Parallel to these opposing views of urban security and architecture, the development of new technologies is now giving public authorities and ordinary citizens new means to secure their space and another vision of what security may entail. Typically, surveillance technologies as applied to urban areas, starting with video-cams – whose invention is not new but whose usage, thanks to miniaturization, has expanded dramatically – are essentially used by government authorities and private enterprises. For the most part, their usage corresponds to classic attitudes towards security and they serve to identify criminals great and small, from petty thieves to terrorists.
But the rapid development of electronics has also enabled the ordinary citizen to reenter the debate. The invention and spread of the smartphone in the years 2000 has completely changed the social environment and given individuals a new tool at the tip of their fingers. Thanks to smartphone technology, a new type of insecurity can now be denounced: the insecurity generated by governmental security forces. Until recently, these were only accountable to state or local authorities. In the United States the abuses perpetrated by police forces towards African-Americans, which has been going on for decades, are now part of the public debate thanks to smartphone technology. True, measures to change police attitudes are slow in coming but at least now, the general public is aware that there is a problem, which was not really the case before, at least not to the extent that it is today.
But whether we talk about video-surveillance or citizen awareness, we remain in the domain of traditional responses to insecurity, criminality and governmental abuses. In other words, all this still essentially boils down to visual evidence of a breach of security that one proposes to resolve though legal, judicial, police or other such infrastructures that are already in place and through modes of prevention that essentially revolve around deterrence (the potential criminal or racist police officer hesitates to act through fear of getting caught).

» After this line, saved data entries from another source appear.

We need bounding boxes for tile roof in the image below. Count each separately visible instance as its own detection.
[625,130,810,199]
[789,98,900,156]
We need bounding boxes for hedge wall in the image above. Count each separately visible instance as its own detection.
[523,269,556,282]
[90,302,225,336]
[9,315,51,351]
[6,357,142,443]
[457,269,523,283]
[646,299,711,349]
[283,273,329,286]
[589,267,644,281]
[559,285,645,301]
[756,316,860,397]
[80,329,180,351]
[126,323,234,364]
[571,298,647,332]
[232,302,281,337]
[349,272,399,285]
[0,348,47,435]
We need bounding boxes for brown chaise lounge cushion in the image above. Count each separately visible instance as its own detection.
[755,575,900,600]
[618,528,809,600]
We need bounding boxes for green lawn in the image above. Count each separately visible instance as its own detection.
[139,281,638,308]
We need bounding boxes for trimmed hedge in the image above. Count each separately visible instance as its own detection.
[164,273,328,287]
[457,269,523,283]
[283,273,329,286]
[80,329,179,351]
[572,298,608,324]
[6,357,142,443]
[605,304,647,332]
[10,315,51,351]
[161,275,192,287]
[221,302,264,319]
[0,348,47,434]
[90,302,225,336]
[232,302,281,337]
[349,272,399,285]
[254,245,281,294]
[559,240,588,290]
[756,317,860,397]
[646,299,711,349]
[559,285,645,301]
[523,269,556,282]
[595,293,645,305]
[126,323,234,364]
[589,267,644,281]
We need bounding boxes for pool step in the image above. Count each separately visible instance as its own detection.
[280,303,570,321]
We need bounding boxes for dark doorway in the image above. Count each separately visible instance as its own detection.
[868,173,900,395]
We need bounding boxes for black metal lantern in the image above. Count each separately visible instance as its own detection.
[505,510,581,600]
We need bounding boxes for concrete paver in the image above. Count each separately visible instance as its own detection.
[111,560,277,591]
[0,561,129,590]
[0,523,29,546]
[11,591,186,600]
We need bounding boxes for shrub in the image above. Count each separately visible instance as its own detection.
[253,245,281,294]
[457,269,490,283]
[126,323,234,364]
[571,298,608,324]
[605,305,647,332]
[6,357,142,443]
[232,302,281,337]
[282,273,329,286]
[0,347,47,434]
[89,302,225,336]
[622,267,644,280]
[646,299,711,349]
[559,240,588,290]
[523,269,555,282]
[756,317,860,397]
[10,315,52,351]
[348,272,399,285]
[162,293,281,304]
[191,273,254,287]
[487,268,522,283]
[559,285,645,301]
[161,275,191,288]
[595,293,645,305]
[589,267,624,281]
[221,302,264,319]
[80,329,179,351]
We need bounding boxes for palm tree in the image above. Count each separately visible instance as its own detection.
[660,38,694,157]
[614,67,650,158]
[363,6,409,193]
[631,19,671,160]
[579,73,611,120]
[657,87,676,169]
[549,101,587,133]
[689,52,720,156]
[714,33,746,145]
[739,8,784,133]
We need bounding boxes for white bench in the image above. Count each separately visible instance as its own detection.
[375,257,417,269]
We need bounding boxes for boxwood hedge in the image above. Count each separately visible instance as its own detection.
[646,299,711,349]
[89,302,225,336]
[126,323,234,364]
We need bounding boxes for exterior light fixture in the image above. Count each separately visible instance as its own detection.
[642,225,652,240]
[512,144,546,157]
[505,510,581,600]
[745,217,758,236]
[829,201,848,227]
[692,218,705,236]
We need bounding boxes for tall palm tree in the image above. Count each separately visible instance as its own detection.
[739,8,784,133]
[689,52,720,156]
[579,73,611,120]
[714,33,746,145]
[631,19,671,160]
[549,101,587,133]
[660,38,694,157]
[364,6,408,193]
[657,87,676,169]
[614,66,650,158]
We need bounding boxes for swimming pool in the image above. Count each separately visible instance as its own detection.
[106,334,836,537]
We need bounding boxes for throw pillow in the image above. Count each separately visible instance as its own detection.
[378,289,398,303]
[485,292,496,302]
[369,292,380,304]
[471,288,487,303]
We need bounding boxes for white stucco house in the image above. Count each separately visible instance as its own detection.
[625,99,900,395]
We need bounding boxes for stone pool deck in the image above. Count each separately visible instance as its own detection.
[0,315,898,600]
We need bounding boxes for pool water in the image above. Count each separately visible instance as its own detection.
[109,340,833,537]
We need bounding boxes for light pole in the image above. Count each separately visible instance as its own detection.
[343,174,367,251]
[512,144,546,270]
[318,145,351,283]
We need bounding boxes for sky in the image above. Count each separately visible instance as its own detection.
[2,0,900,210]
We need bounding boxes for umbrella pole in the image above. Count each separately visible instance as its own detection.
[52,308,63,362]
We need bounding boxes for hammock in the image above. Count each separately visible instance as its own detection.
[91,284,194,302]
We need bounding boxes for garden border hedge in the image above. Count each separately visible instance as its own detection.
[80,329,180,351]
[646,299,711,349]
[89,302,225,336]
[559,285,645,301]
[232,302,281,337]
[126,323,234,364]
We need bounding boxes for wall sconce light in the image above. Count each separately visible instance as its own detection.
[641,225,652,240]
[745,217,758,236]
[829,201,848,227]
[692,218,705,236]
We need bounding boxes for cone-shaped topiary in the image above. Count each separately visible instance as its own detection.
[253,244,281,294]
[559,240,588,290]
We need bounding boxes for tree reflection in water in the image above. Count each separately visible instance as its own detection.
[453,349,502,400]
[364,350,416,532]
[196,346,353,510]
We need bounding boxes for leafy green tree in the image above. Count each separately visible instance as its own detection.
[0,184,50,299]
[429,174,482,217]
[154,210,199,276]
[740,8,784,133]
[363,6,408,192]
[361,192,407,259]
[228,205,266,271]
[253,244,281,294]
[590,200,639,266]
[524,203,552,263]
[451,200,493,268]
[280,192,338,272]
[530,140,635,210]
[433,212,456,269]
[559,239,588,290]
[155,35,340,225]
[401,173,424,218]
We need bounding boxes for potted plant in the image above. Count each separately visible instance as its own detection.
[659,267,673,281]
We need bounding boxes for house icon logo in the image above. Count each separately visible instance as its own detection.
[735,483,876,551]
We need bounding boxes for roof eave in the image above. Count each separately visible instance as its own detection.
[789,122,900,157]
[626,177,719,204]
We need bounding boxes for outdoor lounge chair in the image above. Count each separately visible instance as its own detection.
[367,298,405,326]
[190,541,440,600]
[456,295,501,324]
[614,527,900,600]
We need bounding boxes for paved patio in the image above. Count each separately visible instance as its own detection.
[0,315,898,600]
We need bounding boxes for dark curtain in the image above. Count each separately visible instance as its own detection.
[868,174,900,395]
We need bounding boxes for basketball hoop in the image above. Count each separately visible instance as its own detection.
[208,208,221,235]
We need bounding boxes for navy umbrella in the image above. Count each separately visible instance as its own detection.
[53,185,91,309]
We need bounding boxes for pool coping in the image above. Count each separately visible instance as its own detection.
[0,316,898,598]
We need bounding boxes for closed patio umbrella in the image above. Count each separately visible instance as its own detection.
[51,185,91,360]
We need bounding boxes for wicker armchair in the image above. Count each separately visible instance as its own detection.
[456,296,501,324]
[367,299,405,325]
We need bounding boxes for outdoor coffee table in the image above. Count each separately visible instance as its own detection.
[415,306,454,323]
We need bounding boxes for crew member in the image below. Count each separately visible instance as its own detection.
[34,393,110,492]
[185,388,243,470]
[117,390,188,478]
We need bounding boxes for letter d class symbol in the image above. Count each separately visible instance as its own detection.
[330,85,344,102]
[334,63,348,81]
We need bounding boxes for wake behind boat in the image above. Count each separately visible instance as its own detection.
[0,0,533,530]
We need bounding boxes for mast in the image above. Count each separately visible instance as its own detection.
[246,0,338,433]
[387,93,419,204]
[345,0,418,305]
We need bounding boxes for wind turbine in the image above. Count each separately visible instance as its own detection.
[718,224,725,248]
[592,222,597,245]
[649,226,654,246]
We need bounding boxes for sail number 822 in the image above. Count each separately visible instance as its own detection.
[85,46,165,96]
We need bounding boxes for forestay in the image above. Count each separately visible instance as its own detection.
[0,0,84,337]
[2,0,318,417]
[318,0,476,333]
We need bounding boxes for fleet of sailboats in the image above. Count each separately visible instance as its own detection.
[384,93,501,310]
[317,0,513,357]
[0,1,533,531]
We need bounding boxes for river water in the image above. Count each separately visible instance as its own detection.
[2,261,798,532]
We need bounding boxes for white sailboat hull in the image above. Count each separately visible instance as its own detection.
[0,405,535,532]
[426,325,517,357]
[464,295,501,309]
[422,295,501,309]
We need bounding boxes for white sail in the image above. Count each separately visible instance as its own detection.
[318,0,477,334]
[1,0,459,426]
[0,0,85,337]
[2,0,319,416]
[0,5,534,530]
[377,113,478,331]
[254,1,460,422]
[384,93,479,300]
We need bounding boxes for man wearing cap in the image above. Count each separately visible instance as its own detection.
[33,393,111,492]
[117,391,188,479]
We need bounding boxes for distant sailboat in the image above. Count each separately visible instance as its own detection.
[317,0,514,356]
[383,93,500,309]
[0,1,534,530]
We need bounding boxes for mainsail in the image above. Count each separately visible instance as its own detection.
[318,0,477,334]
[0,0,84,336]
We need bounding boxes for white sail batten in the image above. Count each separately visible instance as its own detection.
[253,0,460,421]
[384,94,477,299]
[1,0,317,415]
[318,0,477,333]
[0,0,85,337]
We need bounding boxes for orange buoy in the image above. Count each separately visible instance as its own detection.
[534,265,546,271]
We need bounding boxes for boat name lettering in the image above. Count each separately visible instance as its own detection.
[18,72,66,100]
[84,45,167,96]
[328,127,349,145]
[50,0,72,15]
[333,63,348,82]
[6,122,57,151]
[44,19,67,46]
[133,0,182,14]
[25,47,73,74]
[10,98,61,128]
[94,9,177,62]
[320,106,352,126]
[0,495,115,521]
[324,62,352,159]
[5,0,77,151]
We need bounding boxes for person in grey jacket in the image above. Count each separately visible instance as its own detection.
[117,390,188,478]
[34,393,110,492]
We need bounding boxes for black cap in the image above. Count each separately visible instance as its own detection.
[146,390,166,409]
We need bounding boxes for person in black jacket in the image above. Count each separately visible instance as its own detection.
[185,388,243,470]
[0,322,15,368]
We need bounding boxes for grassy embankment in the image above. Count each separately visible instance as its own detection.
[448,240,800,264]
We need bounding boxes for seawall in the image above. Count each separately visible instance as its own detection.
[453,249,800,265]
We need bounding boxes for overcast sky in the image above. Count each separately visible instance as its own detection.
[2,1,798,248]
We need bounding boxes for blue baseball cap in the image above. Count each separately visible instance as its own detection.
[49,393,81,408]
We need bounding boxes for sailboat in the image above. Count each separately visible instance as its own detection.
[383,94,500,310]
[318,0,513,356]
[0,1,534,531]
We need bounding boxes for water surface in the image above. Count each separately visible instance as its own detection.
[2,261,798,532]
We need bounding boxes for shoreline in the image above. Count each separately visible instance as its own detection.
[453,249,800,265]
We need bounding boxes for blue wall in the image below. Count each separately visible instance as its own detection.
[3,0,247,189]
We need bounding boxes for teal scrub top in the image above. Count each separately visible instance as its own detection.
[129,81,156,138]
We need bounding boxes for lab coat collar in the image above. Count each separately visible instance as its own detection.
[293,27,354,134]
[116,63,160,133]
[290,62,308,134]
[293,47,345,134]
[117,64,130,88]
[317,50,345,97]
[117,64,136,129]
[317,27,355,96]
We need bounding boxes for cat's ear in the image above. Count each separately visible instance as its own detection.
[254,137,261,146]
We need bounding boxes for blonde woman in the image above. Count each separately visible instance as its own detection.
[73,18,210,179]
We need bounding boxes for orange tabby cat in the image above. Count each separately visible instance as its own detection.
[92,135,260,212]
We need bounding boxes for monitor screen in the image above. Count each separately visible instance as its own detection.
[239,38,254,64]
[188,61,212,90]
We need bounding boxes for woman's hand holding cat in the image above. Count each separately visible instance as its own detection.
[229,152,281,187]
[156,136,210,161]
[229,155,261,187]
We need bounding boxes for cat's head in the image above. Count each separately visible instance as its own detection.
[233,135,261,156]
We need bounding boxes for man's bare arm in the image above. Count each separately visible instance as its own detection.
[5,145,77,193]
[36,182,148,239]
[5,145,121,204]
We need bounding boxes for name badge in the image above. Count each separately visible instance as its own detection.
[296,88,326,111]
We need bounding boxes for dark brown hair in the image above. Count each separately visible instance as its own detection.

Nevertheless, although still in their infancy, novel proactive initiatives seek to tackle urban security using new technologies in radical ways.
One example: the city of Eindhoven in the Netherlands, with its revolutionary project of de-escalating aggressive behaviors through the proactive transformation of public street lighting.
Eindhoven is a mid-size city of 230 000 inhabitants, the historic headquarters of the electronic company Philips. It has had an unusually high crime rate compared to other cities in the country. In order to tackle this problem a consortium of local stake holders got together, including city hall, Philips and the Eindhoven Institute of Technology. The consortium then pooled the resources and knowledge available through local channels to identify the immediate danger zones, that is, those specific areas where, for example, brawls were most likely to erupt. In those areas, it proceeded to manipulate the city lights by changing the color and intensity of the street lamps on the spot (from central headquarters), as the situation evolved. According to various extensive studies, light has important effects on human behavior, in particular when it comes to aggressive behavior of groups and individuals.
This initiative is highly original but it is too novel for anyone to draw far ranging conclusions. Evidently, the crime rate of Eindhoven has fallen since the project was put in place but crimes rate have gone down for the Netherlands as a whole. All told though, this initiative could easily be replicated elsewhere. Besides its originality, this experience is especially remarkable in the novel attitudes shown by the stake-holders, both in terms of conceptualization and practical application. Beyond the novelty, one should retain the manner through which the city sought and managed to pool its local resources, skills and competences in order to solve what was essentially a local problem.
In this respect, though steeped inside the daily reality of a city, this experience holds universal value.